Consiglio amichevole a molti giovani uomini

Vai in Tibet.
Cavalca un cammello.
Leggi la bibbia.
Tingi le tue scarpe di blu.
Fatti crescere la barba.
Fai il giro del mondo in una canoa di carta.
Abbonati a The Saturday Evening Post.
Mastica soltanto dalla parte sinistra della bocca.
Sposa una donna con una gamba sola e raditi con un rasoio a lama.
E incidi il tuo nome sul suo braccio.

Lavati i denti con la benzina.
Dormi tutto il giorno e arrampicati sugli alberi la notte.
Fatti monaco e bevi pallettoni e birra.
Tieni la testa sott’acqua e suona il violino.
Fai la danza del ventre davanti a candele rosa.
Ammazza il tuo cane.
Candidati a sindaco.
Vivi in una botte.
Rompiti la testa con un’accetta.
Pianta tulipani nella pioggia.

Ma non scrivere poesie.

Interrogato sull’argomento in un’intervista, Bukowski dichiarò: “Immagino che quello che intendessi dire era che è meglio non far niente che far male qualcosa. Ma la questione reale è che ad oggi gli scrittori mediocri sono pieni di autostima, mentre quelli buoni dubitano di sé stessi. E quindi i cattivi scrittori continuano a scrivere le loro merdate e vanno in giro a leggerle ad un pubblico che per lo più è composto da altri scrittori mediocri che aspettano il proprio turno di parlare. L’atmosfera a questi reading è assassina, senz’aria, senza vita. Quando la mediocrità si raduna in un unico luogo per farsi le auto-congratulazioni, non porta a nient’altro che ad un nuovo, più profondo fallimento. Le folle sono i luoghi in cui si rifugiano i deboli; la creatività vera è un atto solitario.”

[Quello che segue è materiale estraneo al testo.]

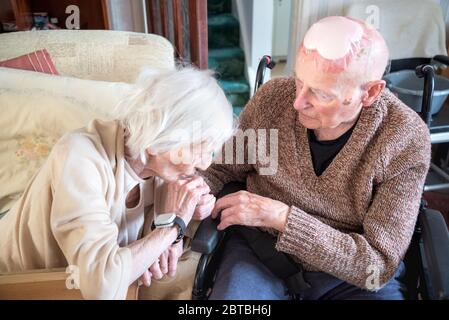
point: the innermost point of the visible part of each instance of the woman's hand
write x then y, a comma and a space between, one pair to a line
204, 207
184, 195
166, 264
249, 209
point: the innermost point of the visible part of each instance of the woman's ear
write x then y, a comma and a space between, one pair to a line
372, 91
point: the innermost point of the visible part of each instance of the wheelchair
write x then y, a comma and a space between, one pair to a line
426, 260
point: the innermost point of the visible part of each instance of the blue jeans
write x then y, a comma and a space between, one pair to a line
241, 276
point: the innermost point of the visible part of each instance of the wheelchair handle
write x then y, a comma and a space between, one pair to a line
427, 72
442, 59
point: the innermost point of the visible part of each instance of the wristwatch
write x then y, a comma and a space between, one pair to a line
168, 220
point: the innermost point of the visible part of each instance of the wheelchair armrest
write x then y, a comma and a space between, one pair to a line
207, 236
435, 253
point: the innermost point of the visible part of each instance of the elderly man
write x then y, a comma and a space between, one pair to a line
352, 162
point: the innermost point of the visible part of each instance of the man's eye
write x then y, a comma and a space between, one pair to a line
321, 95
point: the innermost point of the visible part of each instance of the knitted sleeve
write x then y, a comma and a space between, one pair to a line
368, 259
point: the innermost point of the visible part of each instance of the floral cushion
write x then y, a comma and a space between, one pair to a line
37, 109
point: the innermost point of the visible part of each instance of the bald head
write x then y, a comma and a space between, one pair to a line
347, 46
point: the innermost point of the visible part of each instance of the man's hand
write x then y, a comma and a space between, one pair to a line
166, 264
204, 207
248, 209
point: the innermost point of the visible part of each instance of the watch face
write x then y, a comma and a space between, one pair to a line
164, 219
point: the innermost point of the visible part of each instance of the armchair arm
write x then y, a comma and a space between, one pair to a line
434, 249
44, 284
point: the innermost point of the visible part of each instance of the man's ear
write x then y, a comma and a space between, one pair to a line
372, 91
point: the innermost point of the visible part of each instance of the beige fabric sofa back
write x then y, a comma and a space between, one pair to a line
93, 54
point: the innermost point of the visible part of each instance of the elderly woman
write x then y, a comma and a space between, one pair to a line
352, 164
85, 207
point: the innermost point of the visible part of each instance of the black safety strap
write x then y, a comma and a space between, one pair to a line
279, 263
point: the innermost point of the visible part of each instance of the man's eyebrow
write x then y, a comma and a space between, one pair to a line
315, 89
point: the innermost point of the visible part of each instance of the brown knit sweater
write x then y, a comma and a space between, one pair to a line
361, 212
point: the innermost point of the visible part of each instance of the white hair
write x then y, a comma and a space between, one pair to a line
168, 109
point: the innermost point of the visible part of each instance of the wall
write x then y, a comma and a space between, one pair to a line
127, 15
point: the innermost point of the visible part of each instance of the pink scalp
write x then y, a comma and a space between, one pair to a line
333, 42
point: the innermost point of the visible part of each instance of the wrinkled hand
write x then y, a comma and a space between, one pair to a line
166, 264
204, 207
249, 209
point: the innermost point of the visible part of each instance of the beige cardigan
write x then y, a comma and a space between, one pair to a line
72, 213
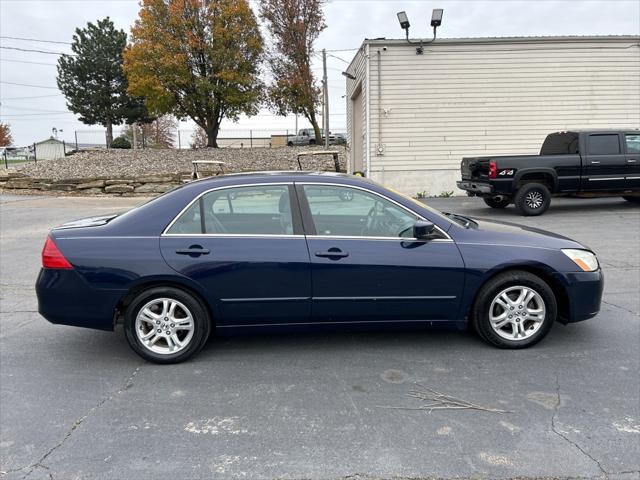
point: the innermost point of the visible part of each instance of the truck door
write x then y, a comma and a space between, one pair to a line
632, 143
606, 164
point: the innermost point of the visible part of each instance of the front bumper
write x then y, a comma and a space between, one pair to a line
475, 188
584, 292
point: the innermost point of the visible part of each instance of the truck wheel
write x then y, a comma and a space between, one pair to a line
532, 199
497, 201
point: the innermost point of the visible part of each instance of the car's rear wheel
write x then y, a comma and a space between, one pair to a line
514, 310
166, 325
497, 201
533, 199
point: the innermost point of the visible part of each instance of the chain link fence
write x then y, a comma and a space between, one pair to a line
188, 138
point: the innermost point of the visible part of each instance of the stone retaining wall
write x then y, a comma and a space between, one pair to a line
142, 185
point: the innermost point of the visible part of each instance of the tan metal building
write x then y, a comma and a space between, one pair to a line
411, 118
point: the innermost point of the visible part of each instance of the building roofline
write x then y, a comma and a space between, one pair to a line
498, 40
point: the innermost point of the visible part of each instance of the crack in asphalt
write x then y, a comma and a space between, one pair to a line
40, 463
621, 308
558, 432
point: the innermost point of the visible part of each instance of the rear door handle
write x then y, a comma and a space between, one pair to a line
333, 253
193, 250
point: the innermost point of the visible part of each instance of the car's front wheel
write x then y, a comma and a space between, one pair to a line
166, 325
515, 309
497, 201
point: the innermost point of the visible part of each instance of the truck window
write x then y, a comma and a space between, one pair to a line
604, 144
633, 143
562, 143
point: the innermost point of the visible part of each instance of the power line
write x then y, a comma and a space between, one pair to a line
45, 114
34, 40
30, 97
11, 60
37, 51
28, 85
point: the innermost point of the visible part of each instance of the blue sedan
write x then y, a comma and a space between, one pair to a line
293, 251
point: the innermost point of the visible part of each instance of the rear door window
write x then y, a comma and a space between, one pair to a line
604, 144
633, 143
254, 210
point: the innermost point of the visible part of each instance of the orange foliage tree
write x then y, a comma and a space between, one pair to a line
294, 26
198, 59
5, 135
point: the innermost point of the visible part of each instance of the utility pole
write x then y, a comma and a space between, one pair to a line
325, 109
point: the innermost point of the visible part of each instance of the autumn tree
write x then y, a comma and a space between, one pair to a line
198, 59
93, 81
294, 26
5, 135
160, 133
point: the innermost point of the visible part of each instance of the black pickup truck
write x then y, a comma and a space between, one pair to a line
578, 163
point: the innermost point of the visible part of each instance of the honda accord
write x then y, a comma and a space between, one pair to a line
293, 251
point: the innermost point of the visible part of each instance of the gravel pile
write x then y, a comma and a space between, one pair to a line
133, 163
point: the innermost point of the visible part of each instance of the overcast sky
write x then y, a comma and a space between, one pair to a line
34, 110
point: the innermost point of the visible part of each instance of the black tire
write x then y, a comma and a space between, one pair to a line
199, 314
532, 199
497, 201
481, 310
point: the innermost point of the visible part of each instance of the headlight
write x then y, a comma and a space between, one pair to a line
585, 259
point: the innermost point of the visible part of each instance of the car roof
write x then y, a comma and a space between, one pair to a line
280, 175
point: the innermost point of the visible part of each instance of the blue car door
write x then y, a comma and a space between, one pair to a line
244, 246
365, 265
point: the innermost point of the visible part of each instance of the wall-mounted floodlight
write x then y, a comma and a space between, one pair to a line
436, 21
436, 17
404, 20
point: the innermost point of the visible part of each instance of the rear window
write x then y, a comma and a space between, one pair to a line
604, 144
563, 143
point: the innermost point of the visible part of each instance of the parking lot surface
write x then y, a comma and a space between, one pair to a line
78, 403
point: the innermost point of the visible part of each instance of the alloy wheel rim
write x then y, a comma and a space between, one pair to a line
517, 313
534, 199
164, 326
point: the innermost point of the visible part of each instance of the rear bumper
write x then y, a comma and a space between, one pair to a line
584, 291
64, 298
475, 188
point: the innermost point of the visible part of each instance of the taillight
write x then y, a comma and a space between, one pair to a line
493, 169
52, 257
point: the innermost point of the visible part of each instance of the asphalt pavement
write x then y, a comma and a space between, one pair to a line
78, 403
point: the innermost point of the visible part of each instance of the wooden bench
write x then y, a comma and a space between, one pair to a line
313, 153
196, 172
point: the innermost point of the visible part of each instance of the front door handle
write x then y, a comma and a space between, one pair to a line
193, 250
333, 253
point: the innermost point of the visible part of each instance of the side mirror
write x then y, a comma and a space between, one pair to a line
422, 230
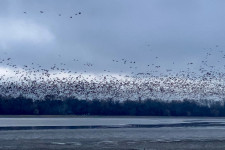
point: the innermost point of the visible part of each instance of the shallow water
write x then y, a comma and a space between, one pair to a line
146, 133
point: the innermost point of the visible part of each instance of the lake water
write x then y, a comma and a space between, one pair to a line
112, 133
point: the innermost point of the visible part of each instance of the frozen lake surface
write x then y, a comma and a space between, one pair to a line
112, 133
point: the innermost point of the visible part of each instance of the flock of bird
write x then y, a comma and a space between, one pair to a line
71, 16
36, 81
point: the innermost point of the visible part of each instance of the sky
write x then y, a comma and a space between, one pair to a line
170, 34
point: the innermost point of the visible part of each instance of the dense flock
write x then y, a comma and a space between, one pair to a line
36, 81
57, 81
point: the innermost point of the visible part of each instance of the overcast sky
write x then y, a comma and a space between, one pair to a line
178, 31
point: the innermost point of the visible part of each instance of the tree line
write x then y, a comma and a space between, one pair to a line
73, 106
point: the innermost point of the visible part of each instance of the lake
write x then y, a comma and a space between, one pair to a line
111, 133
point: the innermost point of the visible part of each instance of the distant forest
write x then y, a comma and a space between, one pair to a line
72, 106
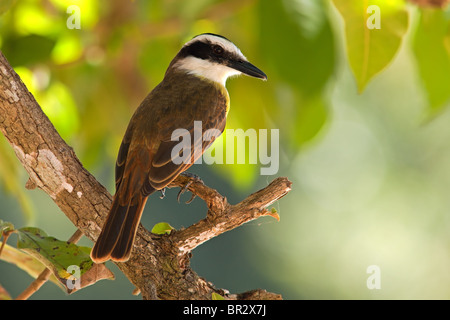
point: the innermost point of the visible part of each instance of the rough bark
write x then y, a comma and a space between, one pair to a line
159, 266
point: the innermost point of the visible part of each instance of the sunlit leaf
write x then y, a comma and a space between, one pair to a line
432, 53
62, 258
162, 228
300, 53
18, 50
216, 296
26, 262
374, 31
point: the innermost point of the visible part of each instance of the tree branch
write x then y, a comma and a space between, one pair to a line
159, 266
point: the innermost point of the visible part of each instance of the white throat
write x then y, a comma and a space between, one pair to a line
206, 69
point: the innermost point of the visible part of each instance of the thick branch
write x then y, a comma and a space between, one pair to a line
222, 216
159, 266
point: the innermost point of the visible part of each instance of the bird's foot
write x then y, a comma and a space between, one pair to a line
163, 193
192, 178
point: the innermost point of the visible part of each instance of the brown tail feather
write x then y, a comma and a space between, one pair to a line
116, 239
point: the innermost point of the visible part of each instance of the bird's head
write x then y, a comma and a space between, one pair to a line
215, 58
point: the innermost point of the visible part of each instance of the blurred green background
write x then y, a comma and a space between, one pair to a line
364, 135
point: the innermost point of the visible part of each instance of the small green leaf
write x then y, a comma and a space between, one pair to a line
5, 226
432, 52
68, 262
25, 262
162, 228
370, 50
216, 296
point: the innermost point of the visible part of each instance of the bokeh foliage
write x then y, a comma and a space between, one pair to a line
324, 66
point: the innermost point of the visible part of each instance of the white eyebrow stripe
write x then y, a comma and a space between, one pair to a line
226, 44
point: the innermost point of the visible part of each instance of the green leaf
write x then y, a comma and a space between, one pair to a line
300, 58
25, 262
432, 52
370, 50
28, 50
5, 226
162, 228
71, 264
216, 296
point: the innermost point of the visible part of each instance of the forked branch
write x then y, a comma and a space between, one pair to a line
159, 266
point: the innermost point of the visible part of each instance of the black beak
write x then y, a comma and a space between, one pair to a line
247, 68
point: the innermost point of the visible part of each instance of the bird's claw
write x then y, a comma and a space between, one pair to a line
192, 177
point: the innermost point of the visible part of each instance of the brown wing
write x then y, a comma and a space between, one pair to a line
150, 139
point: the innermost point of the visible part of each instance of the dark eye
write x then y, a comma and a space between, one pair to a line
218, 50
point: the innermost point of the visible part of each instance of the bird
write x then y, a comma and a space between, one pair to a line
192, 90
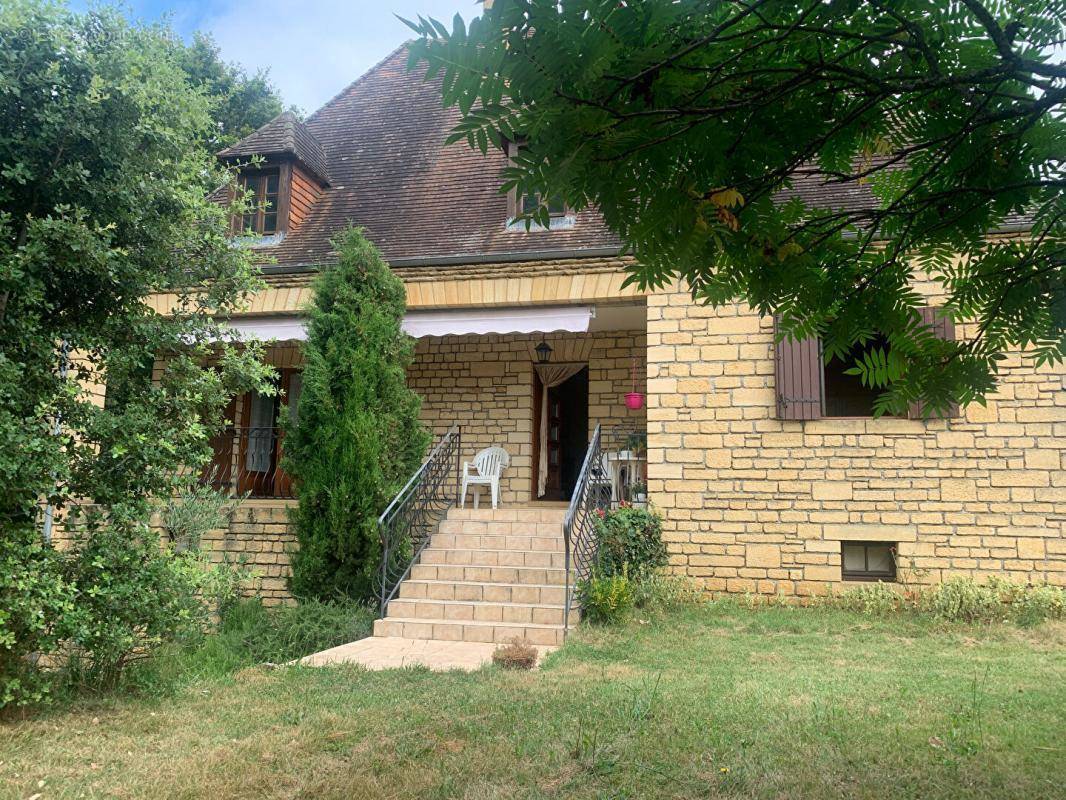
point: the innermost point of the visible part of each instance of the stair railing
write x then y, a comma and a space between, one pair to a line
592, 495
408, 522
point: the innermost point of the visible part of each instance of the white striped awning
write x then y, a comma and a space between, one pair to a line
457, 322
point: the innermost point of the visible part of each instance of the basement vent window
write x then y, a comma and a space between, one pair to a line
868, 561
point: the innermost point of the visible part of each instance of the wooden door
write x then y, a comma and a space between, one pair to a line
554, 444
220, 472
292, 383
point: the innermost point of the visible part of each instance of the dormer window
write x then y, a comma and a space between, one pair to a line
281, 172
559, 214
261, 194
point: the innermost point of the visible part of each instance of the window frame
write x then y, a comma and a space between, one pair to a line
867, 575
259, 211
516, 204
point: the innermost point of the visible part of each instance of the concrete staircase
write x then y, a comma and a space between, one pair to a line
486, 576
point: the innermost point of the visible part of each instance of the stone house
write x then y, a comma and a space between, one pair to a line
768, 466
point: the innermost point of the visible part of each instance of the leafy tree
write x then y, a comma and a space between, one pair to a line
242, 102
358, 437
102, 202
691, 125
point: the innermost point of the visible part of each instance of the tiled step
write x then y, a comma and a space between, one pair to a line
499, 542
554, 576
543, 594
475, 527
468, 632
553, 515
436, 555
478, 611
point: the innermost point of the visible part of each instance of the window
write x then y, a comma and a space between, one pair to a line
809, 388
260, 191
845, 396
531, 201
868, 560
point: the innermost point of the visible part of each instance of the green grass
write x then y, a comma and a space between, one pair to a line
716, 702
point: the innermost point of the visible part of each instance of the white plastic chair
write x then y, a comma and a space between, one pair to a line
489, 464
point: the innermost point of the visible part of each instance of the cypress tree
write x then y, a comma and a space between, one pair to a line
357, 437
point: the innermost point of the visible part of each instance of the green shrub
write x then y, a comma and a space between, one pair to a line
629, 538
187, 520
132, 596
276, 635
36, 604
666, 592
607, 600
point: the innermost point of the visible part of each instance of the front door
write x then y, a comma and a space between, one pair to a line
567, 437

Facendo eco alle parole di Borges, secondo il quale la scrittura è una piacevole forma di pigrizia, Bukowski va avanti a sostenere che quest’atto solitario debba anche essere un momento – per una volta! – felice, e senza alcuno sforzo.

“Scrivere non è un lavoro, per niente… E quando la gente mi dice quando sia doloroso scrivere non riesco a capire cosa intendano, perché per me è come rotolare giù da un pendio, capisci? È liberatorio. È divertente. È un regalo, e vieni pagato per fare esattamente quello che vuoi fare! Io scrivo perché è quello che mi viene fuori – ed essere pagato, addirittura? Una volta dissi ad un amico che è come fare l’amore con una donna bellissima e, dopo, questa si alza, va alla borsa e ti allunga una mazzetta. Grazie, la prendo.”

E, effettivamente, poche routine lavorative possono sembrare rilassate come quella a cui fa riferimento Bukowski per tutta la sua vita da scrittore:

“Non scrivo mai di mattina. Non mi alzo proprio, la mattina. Vedi, io di notte mi ubriaco. Cerco di restare a letto fino alle dodici, fino a mezzogiorno. Se per un qualche motivo devo alzarmi prima, poi sto male tutto il giorno. Guardo l’orologio, se le lancette stanno vicino alle dodici mi alzo e comincia la mia giornata. Mangio qualcosa e poi vado direttamente alle corse – scommetto sui cavalli, poi torno a casa e Linda mi cucina qualcosa, parliamo un po’, bevo un paio di drink e poi mi ritiro di sopra a scrivere. Di solito comincio alle nove e mezza e vado avanti fino all’una e mezza, le due di notte. E quest’è.”

Bukowski, con tutto il suo cinismo, credeva forse alla più romantiche delle idee: che ciò a cui sei destinato ti troverà, e il trovarsi sarà dolce, e facile, come un amore che il destino ha già posto sulla tua strada e che ripaga da tutte quelle volte in cui amarsi è stato doloroso, e difficile, e innaturale.